Nitric Oxide Synthase Isoform Activities in Kidney of Dahl Salt-Sensitive Rats

Yoshihiro Ikeda; Komei Saito; Jong-Il Kim; Mitsuhiro Yokoyama

From The First Department of Internal Medicine, Kobe (Japan) University School of Medicine.

Correspondence to Komei Saito, MD, The First Department of Internal Medicine, Kobe University School of Medicine, 7-5-1, Kusunoki-cho, Chuo-ku, Kobe 650, Japan.
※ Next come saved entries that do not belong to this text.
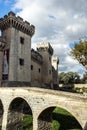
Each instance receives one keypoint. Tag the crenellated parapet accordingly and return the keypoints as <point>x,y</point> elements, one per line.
<point>11,20</point>
<point>45,47</point>
<point>2,44</point>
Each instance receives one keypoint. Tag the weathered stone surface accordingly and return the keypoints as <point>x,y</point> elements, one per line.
<point>41,99</point>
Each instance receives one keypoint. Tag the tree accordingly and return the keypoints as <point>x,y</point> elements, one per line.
<point>79,52</point>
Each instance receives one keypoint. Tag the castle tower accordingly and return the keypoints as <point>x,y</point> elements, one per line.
<point>55,62</point>
<point>46,51</point>
<point>16,51</point>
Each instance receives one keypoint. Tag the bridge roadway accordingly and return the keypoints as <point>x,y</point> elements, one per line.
<point>44,99</point>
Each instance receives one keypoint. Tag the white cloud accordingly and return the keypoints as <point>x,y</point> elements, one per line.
<point>57,21</point>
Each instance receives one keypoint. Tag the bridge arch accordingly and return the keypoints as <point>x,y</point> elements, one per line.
<point>1,113</point>
<point>19,110</point>
<point>50,114</point>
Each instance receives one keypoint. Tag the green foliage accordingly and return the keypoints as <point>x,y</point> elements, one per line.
<point>63,120</point>
<point>84,79</point>
<point>27,122</point>
<point>69,78</point>
<point>79,52</point>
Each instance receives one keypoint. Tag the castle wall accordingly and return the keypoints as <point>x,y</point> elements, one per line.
<point>36,73</point>
<point>1,64</point>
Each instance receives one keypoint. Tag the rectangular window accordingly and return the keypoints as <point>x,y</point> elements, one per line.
<point>21,40</point>
<point>21,61</point>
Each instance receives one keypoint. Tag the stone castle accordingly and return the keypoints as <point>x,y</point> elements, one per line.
<point>19,64</point>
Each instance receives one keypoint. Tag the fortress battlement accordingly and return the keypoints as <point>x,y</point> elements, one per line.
<point>11,20</point>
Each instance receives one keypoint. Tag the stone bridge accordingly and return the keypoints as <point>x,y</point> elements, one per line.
<point>41,103</point>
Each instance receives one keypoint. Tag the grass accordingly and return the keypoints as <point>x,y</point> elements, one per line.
<point>27,122</point>
<point>63,120</point>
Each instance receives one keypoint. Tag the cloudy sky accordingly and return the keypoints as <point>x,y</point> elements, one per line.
<point>60,22</point>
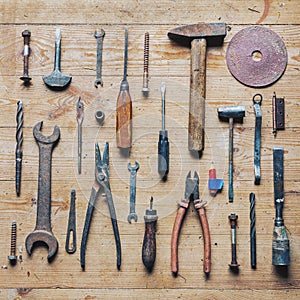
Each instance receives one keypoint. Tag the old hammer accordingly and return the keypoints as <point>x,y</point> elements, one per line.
<point>198,36</point>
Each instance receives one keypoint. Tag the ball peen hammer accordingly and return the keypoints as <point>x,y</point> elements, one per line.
<point>199,37</point>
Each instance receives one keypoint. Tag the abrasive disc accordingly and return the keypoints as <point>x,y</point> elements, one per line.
<point>256,56</point>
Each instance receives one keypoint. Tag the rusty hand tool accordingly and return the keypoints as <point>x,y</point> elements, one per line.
<point>191,193</point>
<point>26,52</point>
<point>124,107</point>
<point>231,113</point>
<point>149,243</point>
<point>42,231</point>
<point>199,36</point>
<point>233,222</point>
<point>101,183</point>
<point>13,240</point>
<point>278,114</point>
<point>72,226</point>
<point>19,150</point>
<point>163,142</point>
<point>257,99</point>
<point>99,37</point>
<point>214,184</point>
<point>56,80</point>
<point>133,170</point>
<point>252,230</point>
<point>79,116</point>
<point>145,88</point>
<point>280,244</point>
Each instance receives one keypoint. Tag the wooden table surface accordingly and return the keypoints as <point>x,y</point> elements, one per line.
<point>33,277</point>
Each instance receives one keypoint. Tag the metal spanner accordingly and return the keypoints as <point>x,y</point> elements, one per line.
<point>42,232</point>
<point>99,37</point>
<point>257,99</point>
<point>133,171</point>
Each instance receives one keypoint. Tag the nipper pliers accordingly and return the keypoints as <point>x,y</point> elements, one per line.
<point>101,184</point>
<point>191,193</point>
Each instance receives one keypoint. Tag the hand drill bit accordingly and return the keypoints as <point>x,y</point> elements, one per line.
<point>19,151</point>
<point>252,231</point>
<point>80,116</point>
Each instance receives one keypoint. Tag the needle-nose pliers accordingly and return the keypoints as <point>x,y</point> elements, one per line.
<point>191,193</point>
<point>101,183</point>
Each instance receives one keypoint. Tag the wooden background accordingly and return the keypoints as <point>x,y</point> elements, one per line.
<point>34,277</point>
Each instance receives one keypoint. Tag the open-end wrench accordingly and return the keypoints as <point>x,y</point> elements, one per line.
<point>99,37</point>
<point>42,232</point>
<point>133,171</point>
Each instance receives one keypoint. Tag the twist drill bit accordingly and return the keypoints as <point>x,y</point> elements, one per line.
<point>79,116</point>
<point>19,151</point>
<point>252,231</point>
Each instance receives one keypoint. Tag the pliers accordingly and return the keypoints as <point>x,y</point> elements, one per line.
<point>101,184</point>
<point>191,193</point>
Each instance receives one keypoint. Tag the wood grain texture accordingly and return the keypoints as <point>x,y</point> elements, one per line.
<point>33,277</point>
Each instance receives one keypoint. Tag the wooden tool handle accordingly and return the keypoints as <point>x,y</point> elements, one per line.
<point>149,245</point>
<point>124,119</point>
<point>174,241</point>
<point>206,240</point>
<point>197,95</point>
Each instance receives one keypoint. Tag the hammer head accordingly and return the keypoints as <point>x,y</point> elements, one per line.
<point>234,112</point>
<point>214,33</point>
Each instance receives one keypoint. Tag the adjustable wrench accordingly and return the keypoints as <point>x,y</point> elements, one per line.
<point>133,171</point>
<point>42,232</point>
<point>99,37</point>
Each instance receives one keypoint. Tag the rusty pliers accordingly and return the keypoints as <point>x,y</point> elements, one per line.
<point>101,184</point>
<point>191,193</point>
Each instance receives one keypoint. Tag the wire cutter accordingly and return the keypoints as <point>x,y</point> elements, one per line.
<point>191,193</point>
<point>101,184</point>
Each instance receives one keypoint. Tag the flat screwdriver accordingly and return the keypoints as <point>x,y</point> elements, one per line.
<point>163,143</point>
<point>124,107</point>
<point>149,243</point>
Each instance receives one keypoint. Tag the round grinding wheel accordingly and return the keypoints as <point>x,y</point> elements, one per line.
<point>256,56</point>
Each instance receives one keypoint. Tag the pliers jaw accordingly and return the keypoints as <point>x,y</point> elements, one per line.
<point>192,186</point>
<point>101,164</point>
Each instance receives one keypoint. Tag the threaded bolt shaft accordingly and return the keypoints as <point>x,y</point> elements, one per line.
<point>12,257</point>
<point>146,64</point>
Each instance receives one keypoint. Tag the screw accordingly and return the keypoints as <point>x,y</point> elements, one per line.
<point>26,52</point>
<point>12,257</point>
<point>145,89</point>
<point>233,221</point>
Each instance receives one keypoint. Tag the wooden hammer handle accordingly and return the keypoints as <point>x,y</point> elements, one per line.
<point>197,95</point>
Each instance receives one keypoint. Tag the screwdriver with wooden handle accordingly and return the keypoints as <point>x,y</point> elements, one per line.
<point>149,243</point>
<point>163,142</point>
<point>124,107</point>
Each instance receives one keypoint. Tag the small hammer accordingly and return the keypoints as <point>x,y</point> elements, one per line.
<point>198,36</point>
<point>231,112</point>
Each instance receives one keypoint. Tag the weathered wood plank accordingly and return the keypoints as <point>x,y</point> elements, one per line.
<point>140,12</point>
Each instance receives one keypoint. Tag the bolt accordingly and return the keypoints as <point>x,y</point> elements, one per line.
<point>145,89</point>
<point>233,221</point>
<point>12,257</point>
<point>26,52</point>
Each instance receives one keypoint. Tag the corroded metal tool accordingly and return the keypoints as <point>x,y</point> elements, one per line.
<point>56,80</point>
<point>149,243</point>
<point>257,99</point>
<point>231,113</point>
<point>280,245</point>
<point>199,37</point>
<point>43,232</point>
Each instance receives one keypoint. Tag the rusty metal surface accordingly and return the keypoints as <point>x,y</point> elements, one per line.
<point>261,71</point>
<point>43,232</point>
<point>214,33</point>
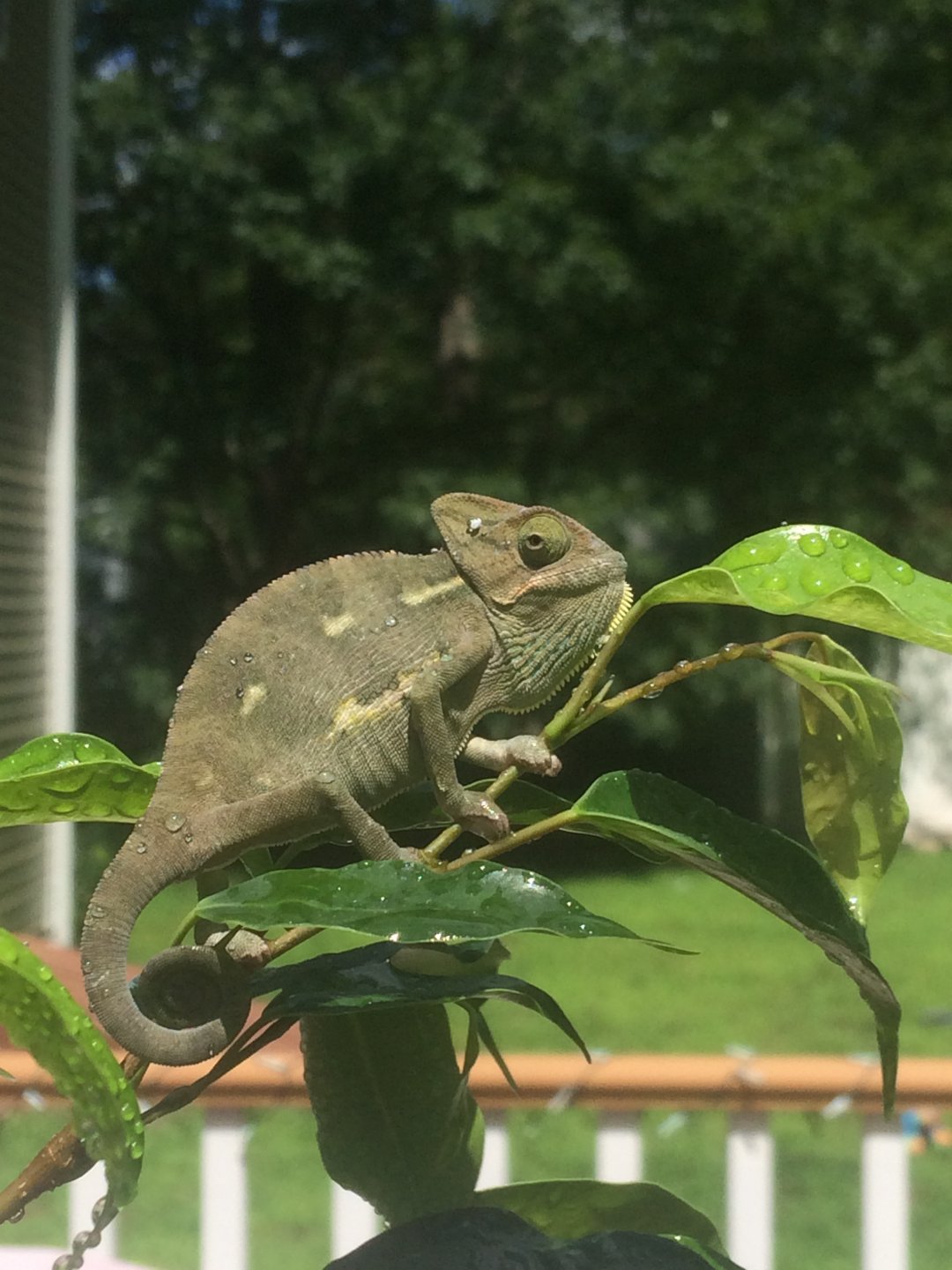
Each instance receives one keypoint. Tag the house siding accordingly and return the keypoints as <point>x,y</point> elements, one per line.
<point>26,366</point>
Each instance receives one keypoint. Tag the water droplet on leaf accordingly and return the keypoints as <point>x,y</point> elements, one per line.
<point>900,572</point>
<point>811,544</point>
<point>857,566</point>
<point>815,582</point>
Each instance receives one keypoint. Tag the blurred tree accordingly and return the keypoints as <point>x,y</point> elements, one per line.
<point>680,270</point>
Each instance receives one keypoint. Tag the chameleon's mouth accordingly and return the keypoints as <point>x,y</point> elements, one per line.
<point>628,601</point>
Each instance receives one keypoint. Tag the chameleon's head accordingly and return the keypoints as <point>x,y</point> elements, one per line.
<point>551,587</point>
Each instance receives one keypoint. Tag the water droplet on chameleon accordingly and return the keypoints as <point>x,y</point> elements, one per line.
<point>811,544</point>
<point>857,566</point>
<point>815,582</point>
<point>900,572</point>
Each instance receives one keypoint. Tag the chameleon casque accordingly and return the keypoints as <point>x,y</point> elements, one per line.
<point>324,695</point>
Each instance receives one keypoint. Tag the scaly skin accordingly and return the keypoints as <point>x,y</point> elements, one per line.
<point>324,695</point>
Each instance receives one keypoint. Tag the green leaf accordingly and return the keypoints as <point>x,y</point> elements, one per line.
<point>574,1206</point>
<point>851,750</point>
<point>782,875</point>
<point>397,1122</point>
<point>820,572</point>
<point>366,978</point>
<point>479,1238</point>
<point>412,903</point>
<point>72,776</point>
<point>41,1016</point>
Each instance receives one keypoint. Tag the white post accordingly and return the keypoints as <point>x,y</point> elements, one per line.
<point>61,467</point>
<point>750,1191</point>
<point>885,1195</point>
<point>495,1152</point>
<point>352,1221</point>
<point>620,1154</point>
<point>83,1195</point>
<point>224,1192</point>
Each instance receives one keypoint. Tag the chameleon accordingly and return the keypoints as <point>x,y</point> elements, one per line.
<point>323,696</point>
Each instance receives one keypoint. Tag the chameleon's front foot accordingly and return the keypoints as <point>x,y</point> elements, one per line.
<point>528,753</point>
<point>479,814</point>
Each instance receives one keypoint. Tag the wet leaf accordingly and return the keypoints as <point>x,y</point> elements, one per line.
<point>72,776</point>
<point>820,572</point>
<point>851,750</point>
<point>784,877</point>
<point>41,1016</point>
<point>412,903</point>
<point>571,1208</point>
<point>397,1122</point>
<point>366,978</point>
<point>481,1238</point>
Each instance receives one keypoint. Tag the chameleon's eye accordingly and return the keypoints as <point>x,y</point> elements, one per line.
<point>542,540</point>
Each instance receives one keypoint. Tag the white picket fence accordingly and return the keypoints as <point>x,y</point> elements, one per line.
<point>621,1087</point>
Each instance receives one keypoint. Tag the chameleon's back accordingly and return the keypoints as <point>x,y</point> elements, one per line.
<point>309,673</point>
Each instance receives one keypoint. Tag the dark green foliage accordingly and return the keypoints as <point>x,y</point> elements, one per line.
<point>683,271</point>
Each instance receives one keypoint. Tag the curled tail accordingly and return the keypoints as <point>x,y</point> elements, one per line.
<point>198,993</point>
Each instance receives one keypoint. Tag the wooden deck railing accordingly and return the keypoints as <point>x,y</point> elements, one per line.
<point>619,1087</point>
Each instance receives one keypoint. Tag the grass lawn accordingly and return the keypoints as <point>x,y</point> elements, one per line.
<point>755,983</point>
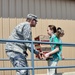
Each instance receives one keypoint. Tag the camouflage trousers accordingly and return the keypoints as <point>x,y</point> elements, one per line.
<point>20,61</point>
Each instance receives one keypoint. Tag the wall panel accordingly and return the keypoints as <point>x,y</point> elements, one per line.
<point>57,12</point>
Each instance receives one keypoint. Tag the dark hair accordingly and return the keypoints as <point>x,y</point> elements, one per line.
<point>59,32</point>
<point>52,27</point>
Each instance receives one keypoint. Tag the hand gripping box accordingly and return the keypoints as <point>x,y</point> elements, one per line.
<point>42,47</point>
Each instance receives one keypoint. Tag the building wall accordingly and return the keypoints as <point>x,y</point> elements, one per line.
<point>57,12</point>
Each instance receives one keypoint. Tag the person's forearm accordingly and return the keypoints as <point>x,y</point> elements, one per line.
<point>54,51</point>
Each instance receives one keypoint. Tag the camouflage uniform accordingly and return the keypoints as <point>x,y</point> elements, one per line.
<point>17,51</point>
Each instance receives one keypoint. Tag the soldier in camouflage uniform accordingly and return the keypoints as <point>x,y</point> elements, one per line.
<point>17,51</point>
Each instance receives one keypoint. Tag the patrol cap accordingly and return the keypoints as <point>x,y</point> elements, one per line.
<point>32,16</point>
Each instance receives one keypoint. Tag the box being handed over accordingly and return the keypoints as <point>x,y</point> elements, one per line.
<point>42,47</point>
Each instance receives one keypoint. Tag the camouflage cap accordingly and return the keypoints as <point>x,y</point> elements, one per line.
<point>32,16</point>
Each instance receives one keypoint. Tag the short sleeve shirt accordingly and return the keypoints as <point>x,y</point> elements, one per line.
<point>56,56</point>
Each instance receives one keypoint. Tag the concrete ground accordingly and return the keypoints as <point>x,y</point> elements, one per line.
<point>66,73</point>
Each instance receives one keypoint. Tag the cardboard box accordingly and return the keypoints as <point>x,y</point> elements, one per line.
<point>42,47</point>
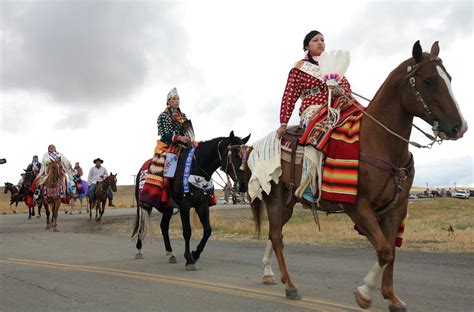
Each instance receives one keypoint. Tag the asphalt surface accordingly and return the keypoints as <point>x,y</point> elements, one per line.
<point>76,271</point>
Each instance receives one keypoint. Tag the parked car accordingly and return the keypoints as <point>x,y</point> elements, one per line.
<point>461,194</point>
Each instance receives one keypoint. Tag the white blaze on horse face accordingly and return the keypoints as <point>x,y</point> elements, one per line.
<point>443,75</point>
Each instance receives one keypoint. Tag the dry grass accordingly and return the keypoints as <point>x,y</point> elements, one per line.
<point>426,230</point>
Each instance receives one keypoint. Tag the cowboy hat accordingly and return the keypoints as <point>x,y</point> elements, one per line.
<point>98,159</point>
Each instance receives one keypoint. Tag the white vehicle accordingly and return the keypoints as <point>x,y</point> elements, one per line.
<point>461,194</point>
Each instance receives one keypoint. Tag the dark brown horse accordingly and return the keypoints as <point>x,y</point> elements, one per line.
<point>53,190</point>
<point>420,86</point>
<point>101,190</point>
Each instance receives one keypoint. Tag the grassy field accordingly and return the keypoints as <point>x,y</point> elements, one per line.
<point>426,230</point>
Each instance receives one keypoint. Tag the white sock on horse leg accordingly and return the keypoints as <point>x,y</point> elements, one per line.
<point>371,279</point>
<point>267,259</point>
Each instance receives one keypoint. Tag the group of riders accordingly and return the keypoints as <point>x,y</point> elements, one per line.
<point>304,82</point>
<point>175,129</point>
<point>72,184</point>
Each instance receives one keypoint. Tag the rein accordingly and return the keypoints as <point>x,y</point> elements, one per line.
<point>419,98</point>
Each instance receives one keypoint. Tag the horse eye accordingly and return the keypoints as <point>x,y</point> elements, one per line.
<point>428,81</point>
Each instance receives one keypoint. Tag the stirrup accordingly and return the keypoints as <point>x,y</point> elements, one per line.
<point>309,197</point>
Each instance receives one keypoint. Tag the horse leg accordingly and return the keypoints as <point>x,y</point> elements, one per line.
<point>97,209</point>
<point>57,203</point>
<point>364,218</point>
<point>203,214</point>
<point>142,228</point>
<point>277,217</point>
<point>101,207</point>
<point>89,209</point>
<point>390,226</point>
<point>39,209</point>
<point>46,208</point>
<point>165,225</point>
<point>268,275</point>
<point>184,213</point>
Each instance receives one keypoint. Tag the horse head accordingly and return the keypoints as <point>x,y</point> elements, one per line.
<point>428,94</point>
<point>54,172</point>
<point>112,181</point>
<point>8,186</point>
<point>231,152</point>
<point>29,178</point>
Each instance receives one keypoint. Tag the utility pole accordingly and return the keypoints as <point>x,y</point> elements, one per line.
<point>133,191</point>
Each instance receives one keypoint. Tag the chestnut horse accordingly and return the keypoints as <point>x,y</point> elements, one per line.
<point>52,189</point>
<point>101,190</point>
<point>421,87</point>
<point>223,152</point>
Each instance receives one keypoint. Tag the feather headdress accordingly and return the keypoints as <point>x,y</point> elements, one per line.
<point>333,66</point>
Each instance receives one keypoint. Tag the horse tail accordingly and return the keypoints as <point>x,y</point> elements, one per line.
<point>256,204</point>
<point>257,212</point>
<point>142,225</point>
<point>136,228</point>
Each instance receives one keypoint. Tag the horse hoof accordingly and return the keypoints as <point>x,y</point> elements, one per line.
<point>269,280</point>
<point>397,309</point>
<point>292,293</point>
<point>171,257</point>
<point>195,256</point>
<point>361,301</point>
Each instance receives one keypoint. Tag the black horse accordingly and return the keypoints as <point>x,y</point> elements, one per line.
<point>223,152</point>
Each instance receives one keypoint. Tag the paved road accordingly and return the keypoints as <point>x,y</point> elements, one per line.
<point>77,271</point>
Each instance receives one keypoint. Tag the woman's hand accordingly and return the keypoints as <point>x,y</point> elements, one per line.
<point>281,131</point>
<point>184,139</point>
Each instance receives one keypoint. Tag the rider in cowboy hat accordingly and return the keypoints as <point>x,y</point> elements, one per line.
<point>97,174</point>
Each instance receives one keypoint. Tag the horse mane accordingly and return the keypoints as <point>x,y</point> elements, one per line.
<point>204,151</point>
<point>396,71</point>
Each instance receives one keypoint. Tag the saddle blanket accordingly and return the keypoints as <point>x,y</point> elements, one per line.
<point>265,164</point>
<point>153,189</point>
<point>340,145</point>
<point>341,166</point>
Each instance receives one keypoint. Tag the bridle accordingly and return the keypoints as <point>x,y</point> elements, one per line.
<point>230,148</point>
<point>419,98</point>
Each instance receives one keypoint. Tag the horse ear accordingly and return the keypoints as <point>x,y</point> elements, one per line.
<point>417,52</point>
<point>246,139</point>
<point>435,49</point>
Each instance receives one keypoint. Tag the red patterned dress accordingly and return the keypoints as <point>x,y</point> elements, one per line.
<point>311,89</point>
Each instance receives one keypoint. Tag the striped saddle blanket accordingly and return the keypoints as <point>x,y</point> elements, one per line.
<point>340,145</point>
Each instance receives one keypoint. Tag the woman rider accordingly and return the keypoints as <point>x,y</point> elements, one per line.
<point>172,136</point>
<point>305,82</point>
<point>66,167</point>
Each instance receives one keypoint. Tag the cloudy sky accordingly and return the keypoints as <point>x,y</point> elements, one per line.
<point>91,77</point>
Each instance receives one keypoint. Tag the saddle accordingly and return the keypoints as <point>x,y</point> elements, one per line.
<point>292,153</point>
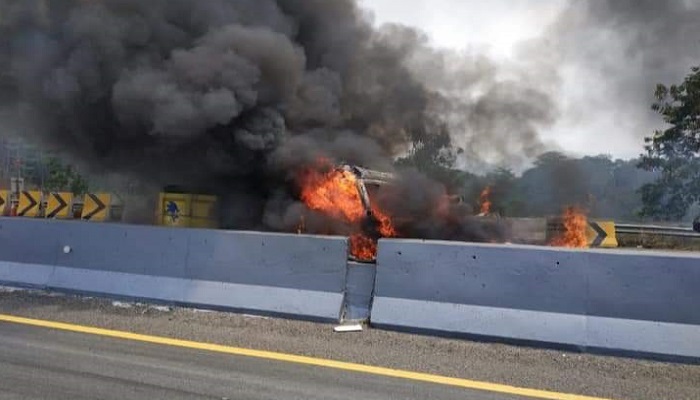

Abstract An abnormal L-arginine–nitric oxide axis has been suggested to be relevant to the genesis of salt-sensitive hypertension. In the present study we investigated the activities of three isoforms of nitric oxide synthase (NOS) in the kidney of Dahl salt-sensitive and salt-resistant rats. Five-week-old Dahl Iwai salt-sensitive (n=9) and salt-resistant (n=10) rats were maintained on a high salt diet (4% sodium chloride) for 4 weeks. We measured calcium-dependent and calcium-independent NOS activities in each particulate and soluble fraction of kidney by conversion of L-[³H]arginine to L-[³H]citrulline. Systolic blood pressure was elevated significantly (P<.001) in salt-sensitive but not salt-resistant rats. Calcium-dependent NOS activity in the soluble fraction was significantly lower in salt-sensitive rats than in salt-resistant rats (25.8±9.0 versus 48.2±19.2 disintegrations per microgram protein, respectively; P<.01). There were no differences in calcium-dependent NOS activity in the particulate fraction and calcium-independent NOS activity in the soluble fraction between groups. Renal norepinephrine content was lower in salt-sensitive rats than in salt-resistant rats (P<.05) and was positively correlated with calcium-dependent NOS activity in the soluble fraction (P<.01). Although no differences in endothelial and inducible-type NOS activity were observed a significant reduction in calcium-dependent NOS activity in the soluble fraction of the kidney of salt-sensitive rats suggests that the decreased neural-type NOS activity may in part be involved in the mechanism of salt-sensitive hypertension, possibly through alterations in renal sympathetic nervous activity and sodium handling.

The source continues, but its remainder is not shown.